Now O’Reilly, 63, is turning to a much broader general audience with his latest project, a book entitled: “WTF? What’s the Future and Why It’s Up to Us.” In it, he takes what he has learned from some 40 years in the tech world and applies it to the challenges facing our economy and society, where artificial intelligence, robots and big data are changing our lives.
O’Reilly doesn’t fear the future. He writes: “Instead of using technology to replace people, we can use it to augment them so they can do things that were previously impossible.”
In an interview at his Oakland home, O’Reilly covered a wide range of topics: his business, weaning ourselves from Wall Street’s influence on our economy, sexism in the tech culture, and why he thinks ride-hailing business Uber has been over-hyped. The transcript has been edited for clarity and brevity.
Q: You are more bullish on artificial intelligence (AI), robots and big data transforming our economy than some others. Why is that?
A: I don’t know if everybody is bearish. There is a wide range, from people who are very worried to people who aren’t. I am actually bearish for the prospects of our economy in a way a lot of people aren’t. I think we are thinking about AI wrong. We are living in a giant robot already. How do you find out about things? Through Google, through Facebook, through Twitter. There are these vast systems that combine algorithms and people. In some sense we are living in the AI, and it’s a prototype AI... Right now I’m optimistic about the subject of jobs. What I’m not optimistic about are the moral values of business.
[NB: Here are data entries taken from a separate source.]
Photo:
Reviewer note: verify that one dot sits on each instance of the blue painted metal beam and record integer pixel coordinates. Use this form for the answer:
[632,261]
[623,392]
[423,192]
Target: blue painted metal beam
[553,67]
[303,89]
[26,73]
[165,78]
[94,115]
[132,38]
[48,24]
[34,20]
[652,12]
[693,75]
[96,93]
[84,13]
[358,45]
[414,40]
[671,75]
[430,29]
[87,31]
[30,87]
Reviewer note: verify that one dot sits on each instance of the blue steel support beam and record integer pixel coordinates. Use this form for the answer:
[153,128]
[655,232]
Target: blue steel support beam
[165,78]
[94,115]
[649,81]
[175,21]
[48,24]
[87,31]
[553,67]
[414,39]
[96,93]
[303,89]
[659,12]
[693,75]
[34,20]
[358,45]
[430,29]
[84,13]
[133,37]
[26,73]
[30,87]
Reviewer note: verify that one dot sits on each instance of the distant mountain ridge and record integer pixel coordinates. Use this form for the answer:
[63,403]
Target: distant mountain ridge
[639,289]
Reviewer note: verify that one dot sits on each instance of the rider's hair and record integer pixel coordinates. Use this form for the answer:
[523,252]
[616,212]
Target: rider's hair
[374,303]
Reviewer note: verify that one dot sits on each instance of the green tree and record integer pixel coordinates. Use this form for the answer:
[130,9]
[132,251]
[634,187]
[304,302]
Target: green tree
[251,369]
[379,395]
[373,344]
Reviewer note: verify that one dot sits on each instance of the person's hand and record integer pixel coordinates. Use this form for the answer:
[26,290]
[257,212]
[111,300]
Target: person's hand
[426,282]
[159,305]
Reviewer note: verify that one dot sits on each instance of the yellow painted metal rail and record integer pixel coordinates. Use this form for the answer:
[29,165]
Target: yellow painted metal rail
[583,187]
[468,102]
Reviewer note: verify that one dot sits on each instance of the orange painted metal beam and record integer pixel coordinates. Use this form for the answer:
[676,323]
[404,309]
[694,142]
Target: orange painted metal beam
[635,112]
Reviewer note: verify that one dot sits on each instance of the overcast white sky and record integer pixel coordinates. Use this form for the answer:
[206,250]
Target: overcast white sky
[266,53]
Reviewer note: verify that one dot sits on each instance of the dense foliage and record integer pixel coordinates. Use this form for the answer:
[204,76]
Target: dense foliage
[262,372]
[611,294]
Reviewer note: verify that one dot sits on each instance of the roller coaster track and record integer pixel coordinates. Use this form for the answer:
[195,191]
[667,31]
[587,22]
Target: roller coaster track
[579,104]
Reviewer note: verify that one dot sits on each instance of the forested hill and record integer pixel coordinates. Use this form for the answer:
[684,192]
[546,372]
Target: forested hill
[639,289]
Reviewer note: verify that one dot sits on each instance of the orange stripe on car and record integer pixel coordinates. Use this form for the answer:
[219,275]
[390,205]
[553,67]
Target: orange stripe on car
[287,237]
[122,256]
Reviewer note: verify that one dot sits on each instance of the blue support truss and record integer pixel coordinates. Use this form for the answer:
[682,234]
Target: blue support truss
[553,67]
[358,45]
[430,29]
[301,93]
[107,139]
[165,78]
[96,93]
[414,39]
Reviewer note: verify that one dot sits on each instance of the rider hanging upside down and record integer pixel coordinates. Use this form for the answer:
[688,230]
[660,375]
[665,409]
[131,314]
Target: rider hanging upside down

You realize that our financial markets also are in an algorithmic system with an objective function, which is to maximize shareholder value. We actually just created our own rogue AI. The reason it is the most important one is because Google and Facebook and all the other AIs are answerable to it. That’s why in some sense the financial markets are the master AI.
Q: Let’s look at the role of financialization, for example, at Uber. Its current market value of $50 billion appears to be derived from future services years down the road such as driverless cars and transporting in the wholesale market. But you are a skeptic.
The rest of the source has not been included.